Subiram os autos a este Tribunal.
Vieram conclusos.
Os procuradores da parte ré juntaram petição noticiando a renúncia ao mandato.
Houve despacho determinando a intimação pessoal da ré para que nomeasse novo procurador.
Decorreu prazo legal sem a manifestação da ré.
Retornaram conclusos.
É o relatório.
VOTOS
DESA. MARILENE BONZANINI (RELATORA)
Eminentes Colegas.
A apelante pretende a condenação da ré ao pagamento de reparação por danos morais pela negativa de crédito. Noticia ter-lhe sido negada a aquisição de produtos por meio de parcelamento oferecido pela própria requerida, sob a justificativa de não aprovação de crédito.
Primeiramente cabe salientar que o dever de reparar, regra geral, funda-se em três pilares: a existência de ato ilícito, a ocorrência de danos e o vínculo entre ambos: o nexo causal.
Neste caso, entendo não estar presente o primeiro dos requisitos: o ato ilícito.
Malgrado exista norma legal a afirmar que é vedado ao fornecedor de produtos ou serviços recusar a venda destes diretamente a quem se disponha a adquiri-los mediante pronto pagamento, ressalvados casos especiais – art. 39, IX, do Código de Defesa do Consumidor, com a redação dada pela Lei 8.884/94, tenho que não é o caso de se aplicar o indigitado dispositivo à espécie.

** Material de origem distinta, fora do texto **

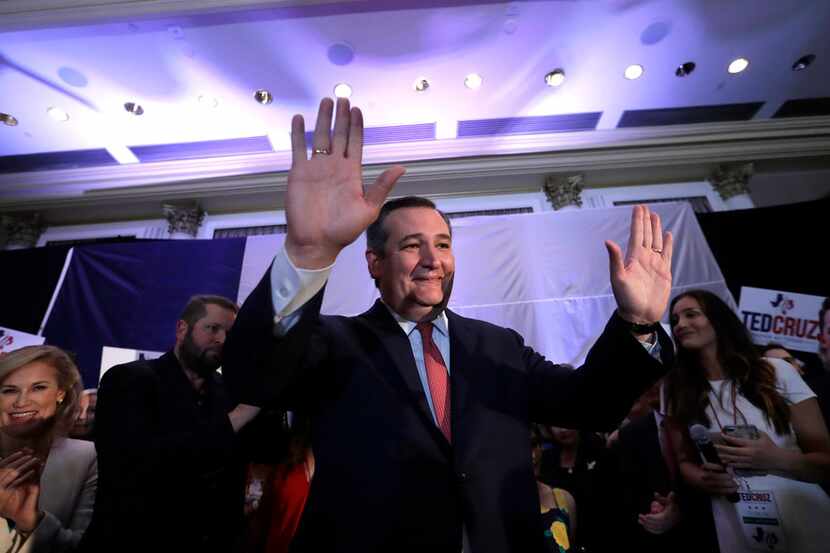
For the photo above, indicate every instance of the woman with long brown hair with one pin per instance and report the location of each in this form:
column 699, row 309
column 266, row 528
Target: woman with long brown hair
column 721, row 382
column 47, row 481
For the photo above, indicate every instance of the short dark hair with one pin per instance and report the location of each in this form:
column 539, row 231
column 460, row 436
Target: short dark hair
column 196, row 307
column 771, row 345
column 376, row 234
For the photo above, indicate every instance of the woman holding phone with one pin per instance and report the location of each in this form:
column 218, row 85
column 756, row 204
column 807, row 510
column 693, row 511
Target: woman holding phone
column 721, row 382
column 47, row 481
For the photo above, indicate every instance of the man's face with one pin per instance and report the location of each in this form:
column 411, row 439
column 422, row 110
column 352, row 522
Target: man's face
column 824, row 342
column 200, row 346
column 415, row 274
column 86, row 416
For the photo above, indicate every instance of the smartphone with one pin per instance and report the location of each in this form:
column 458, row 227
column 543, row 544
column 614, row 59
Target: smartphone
column 749, row 432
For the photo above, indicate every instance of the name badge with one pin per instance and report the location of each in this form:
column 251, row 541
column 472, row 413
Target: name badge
column 758, row 514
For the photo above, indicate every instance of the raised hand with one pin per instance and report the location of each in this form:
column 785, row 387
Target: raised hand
column 326, row 205
column 642, row 280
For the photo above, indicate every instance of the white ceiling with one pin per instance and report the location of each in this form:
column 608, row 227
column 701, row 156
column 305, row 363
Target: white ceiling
column 89, row 58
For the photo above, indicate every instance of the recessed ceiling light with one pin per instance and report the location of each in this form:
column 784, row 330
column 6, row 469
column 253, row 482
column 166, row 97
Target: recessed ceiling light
column 57, row 114
column 134, row 108
column 804, row 62
column 7, row 119
column 685, row 69
column 208, row 101
column 555, row 77
column 633, row 72
column 473, row 81
column 420, row 84
column 738, row 65
column 263, row 96
column 342, row 90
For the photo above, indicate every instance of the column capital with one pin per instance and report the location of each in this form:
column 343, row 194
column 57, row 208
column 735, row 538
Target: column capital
column 564, row 190
column 183, row 221
column 732, row 180
column 21, row 231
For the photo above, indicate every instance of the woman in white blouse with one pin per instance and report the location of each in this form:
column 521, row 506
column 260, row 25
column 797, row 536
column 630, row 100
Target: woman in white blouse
column 721, row 381
column 47, row 481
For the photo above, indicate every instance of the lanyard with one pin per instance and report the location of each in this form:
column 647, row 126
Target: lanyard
column 735, row 409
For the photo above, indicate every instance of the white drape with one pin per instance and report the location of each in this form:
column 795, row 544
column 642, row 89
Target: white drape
column 542, row 274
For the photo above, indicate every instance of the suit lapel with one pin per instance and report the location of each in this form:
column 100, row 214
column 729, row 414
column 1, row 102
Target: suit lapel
column 461, row 363
column 396, row 361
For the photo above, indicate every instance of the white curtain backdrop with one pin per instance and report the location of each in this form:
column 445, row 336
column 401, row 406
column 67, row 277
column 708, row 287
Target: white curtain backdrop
column 542, row 274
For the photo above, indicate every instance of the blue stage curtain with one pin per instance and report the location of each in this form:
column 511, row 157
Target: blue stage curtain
column 130, row 295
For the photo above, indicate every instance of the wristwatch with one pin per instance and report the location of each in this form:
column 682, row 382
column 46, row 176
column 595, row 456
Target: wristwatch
column 638, row 328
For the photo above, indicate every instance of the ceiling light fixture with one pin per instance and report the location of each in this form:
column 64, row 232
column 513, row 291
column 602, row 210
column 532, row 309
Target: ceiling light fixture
column 555, row 77
column 8, row 120
column 134, row 108
column 421, row 84
column 738, row 65
column 342, row 90
column 473, row 81
column 633, row 72
column 804, row 62
column 57, row 114
column 263, row 97
column 685, row 69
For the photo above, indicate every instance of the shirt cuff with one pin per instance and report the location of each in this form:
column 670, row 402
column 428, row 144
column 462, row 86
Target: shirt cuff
column 291, row 286
column 653, row 348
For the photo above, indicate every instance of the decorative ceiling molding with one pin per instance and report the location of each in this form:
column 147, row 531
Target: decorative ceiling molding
column 240, row 176
column 26, row 14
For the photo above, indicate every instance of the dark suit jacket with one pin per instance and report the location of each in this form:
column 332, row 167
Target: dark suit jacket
column 386, row 478
column 170, row 477
column 642, row 471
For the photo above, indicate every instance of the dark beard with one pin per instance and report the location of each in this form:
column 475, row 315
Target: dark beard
column 198, row 360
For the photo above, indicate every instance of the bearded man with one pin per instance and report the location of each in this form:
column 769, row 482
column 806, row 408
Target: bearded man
column 170, row 470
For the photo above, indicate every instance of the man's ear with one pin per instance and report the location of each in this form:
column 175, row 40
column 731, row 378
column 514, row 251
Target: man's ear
column 181, row 330
column 373, row 261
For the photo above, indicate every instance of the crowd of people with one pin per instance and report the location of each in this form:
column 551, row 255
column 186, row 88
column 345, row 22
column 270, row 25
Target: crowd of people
column 409, row 427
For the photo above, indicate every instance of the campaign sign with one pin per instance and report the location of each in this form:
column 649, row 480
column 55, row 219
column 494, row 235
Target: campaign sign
column 787, row 318
column 11, row 339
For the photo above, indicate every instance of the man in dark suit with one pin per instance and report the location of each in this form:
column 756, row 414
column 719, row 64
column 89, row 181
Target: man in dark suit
column 170, row 469
column 420, row 417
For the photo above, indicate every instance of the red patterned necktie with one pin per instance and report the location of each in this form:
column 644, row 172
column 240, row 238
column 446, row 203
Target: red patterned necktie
column 437, row 378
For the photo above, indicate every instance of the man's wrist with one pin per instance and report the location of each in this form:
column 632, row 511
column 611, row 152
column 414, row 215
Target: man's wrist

O fornecimento de crédito em si, como é o caso, não é uma obrigação do comerciante, que pode se valer de sua vontade e de seus critérios para aprovar ou não a realização do negócio proposto pelo cliente. O crédito, portanto, é uma liberalidade, e não uma obrigação pela qual deve responder o comerciante.
Neste sentido, julgados desta Câmara:
APELAÇÃO CÍVEL. RESPONSABILIDADE CIVIL. AÇÃO DE INDENIZAÇÃO POR DANOS MORAIS. NEGATIVA DE CONCESSÃO DE CRÉDITO E VENDA DE MERCADORIA. AUSÊNCIA DE COMPROVAÇÃO. CASO CONCRETO. 1. A concessão de crédito é liberalidade ou discricionariedade do fornecedor, não obrigação legal. Ato ilícito não configurado. 2. Os fatos narrados na inicial não foram comprovados, nos termos do artigo 330, inc. I, do CPC. 3. Além disso, a negativa de crédito, por si só, não constitui humilhação pessoal caracterizadora do dano moral. NEGADO PROVIMENTO AO APELO. UNÂNIME. (Apelação Cível Nº 70037611217, Nona Câmara Cível, Tribunal de Justiça do RS, Relator: Iris Helena Medeiros Nogueira, Julgado em 29/09/2010)
APELAÇÃO CÍVEL. RESPONSABILIDADE CIVIL. DANO MORAL. NEGATIVA DE CRÉDITO. AUTONOMIA DA VONTADE. EXERCÍCIO REGULAR DE DIREITO. Pelos elementos trazidos aos autos, a negativa de crédito reclamada na inicial não é abusiva ou ilícita. Não se verifica ato discriminatório na negativa da concessão de crédito, o que afasta qualquer possibilidade de constituir ilícito passível de recomposição, pois a concessão ou não de crédito é uma liberalidade do concedente. NEGARAM PROVIMENTO AO APELO. (Apelação Cível Nº 70034253914, Nona Câmara Cível, Tribunal de Justiça do RS, Relator: Tasso Caubi Soares Delabary, Julgado em 25/08/2010)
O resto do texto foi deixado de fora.